En février dernier, deux cyclones, le cyclone tropical intense Giovanna et le cyclone tropical modéré Irina, ont frappé l’île de Madagascar, causant d’importants dégâts. Selon le bilan officiel, on comptait 111 personnes décédées, 299 blessées, 3 disparues, 332 204 sinistrées, et 55 060 personnes déplacées. Comme la saison cyclonique coïncidait avec la période de soudure (période précédant les premières récoltes), l’insécurité alimentaire saisonnière a été aggravée. Toutes les sources de revenu des ménages sont très perturbées : salariat agricole, vente des produits locaux, pêche, exploitations forestières. Les stocks de produits alimentaires ont tous été consommés dans les 15 à 30 jours après le passage du cyclone, et 80 % des plantations ont été détruites. Plus de 25 % des maisons situées dans les localités victimes du cyclone Irina et dans la zone de Convergence Intertropicale ont été inondées. Les ménages ont quitté leurs habitations pour se réfugier dans des centres d’hébergements, auprès de leur famille ou de leurs voisins.

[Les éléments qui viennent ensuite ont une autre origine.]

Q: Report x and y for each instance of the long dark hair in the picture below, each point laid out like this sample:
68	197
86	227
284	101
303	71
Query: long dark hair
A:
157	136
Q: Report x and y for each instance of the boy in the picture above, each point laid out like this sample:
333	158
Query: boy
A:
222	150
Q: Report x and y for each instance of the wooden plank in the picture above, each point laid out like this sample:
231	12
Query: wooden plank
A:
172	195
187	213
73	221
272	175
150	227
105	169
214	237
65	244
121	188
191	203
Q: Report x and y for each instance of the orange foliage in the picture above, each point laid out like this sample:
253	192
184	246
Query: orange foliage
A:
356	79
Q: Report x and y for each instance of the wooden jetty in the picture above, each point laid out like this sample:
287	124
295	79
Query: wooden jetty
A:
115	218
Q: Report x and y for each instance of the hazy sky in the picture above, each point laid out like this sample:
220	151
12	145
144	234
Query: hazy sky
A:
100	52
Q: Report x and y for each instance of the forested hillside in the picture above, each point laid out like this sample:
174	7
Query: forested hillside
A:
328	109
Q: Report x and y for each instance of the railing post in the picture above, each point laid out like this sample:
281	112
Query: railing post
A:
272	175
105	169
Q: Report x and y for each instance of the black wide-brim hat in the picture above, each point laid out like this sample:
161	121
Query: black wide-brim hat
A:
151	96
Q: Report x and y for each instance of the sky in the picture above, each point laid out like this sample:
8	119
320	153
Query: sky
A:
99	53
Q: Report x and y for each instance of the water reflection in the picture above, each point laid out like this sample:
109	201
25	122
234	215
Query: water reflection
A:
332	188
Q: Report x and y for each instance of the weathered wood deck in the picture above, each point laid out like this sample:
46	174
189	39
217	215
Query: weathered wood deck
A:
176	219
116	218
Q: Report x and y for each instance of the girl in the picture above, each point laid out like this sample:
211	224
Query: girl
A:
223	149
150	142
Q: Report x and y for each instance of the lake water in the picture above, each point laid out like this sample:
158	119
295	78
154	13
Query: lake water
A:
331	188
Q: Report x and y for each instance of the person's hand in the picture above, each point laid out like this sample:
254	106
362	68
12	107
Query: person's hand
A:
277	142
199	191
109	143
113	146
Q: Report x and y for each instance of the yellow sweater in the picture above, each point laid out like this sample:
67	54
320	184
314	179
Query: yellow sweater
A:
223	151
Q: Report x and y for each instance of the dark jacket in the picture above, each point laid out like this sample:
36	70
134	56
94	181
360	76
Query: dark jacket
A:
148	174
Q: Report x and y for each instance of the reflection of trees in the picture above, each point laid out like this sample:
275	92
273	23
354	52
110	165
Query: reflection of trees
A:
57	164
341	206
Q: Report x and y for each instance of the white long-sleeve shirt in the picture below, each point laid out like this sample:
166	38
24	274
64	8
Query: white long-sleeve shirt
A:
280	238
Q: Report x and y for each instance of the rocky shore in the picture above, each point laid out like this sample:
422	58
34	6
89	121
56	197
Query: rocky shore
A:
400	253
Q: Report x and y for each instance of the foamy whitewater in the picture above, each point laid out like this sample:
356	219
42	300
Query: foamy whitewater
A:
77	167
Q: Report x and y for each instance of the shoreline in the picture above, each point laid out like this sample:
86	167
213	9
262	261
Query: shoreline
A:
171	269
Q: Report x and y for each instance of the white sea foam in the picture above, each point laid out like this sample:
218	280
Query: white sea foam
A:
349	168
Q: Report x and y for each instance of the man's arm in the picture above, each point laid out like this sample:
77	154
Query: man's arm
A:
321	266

En réponse, Caritas Madagascar a lancé un appel d’urgence à travers le réseau Caritas Internationalis afin de combler les besoins alimentaires et sanitaires des ménages affectés par les cyclones et en les aidant à reprendre leurs activités socio-économiques (vivres et argent contre travail, foires aux semences, distribution de kits agricoles et réparation des maisons). L’intervention, prévue pour une année, se terminera en mars 2013. Développement et Paix a octroyé une somme de 50 000 $ CAD à ce programme de plus d’un million de dollars.

Développement et Paix travaille à Madagascar depuis de nombreuses années sur un programme qui vise à mettre en valeur les importantes richesses naturelles de façon à contribuer aussi au développement du pays et des communautés locales. Ce travail est notamment fait en collaboration avec la Conférence des évêques de Madagascar et Catholic Relief Services – CRS.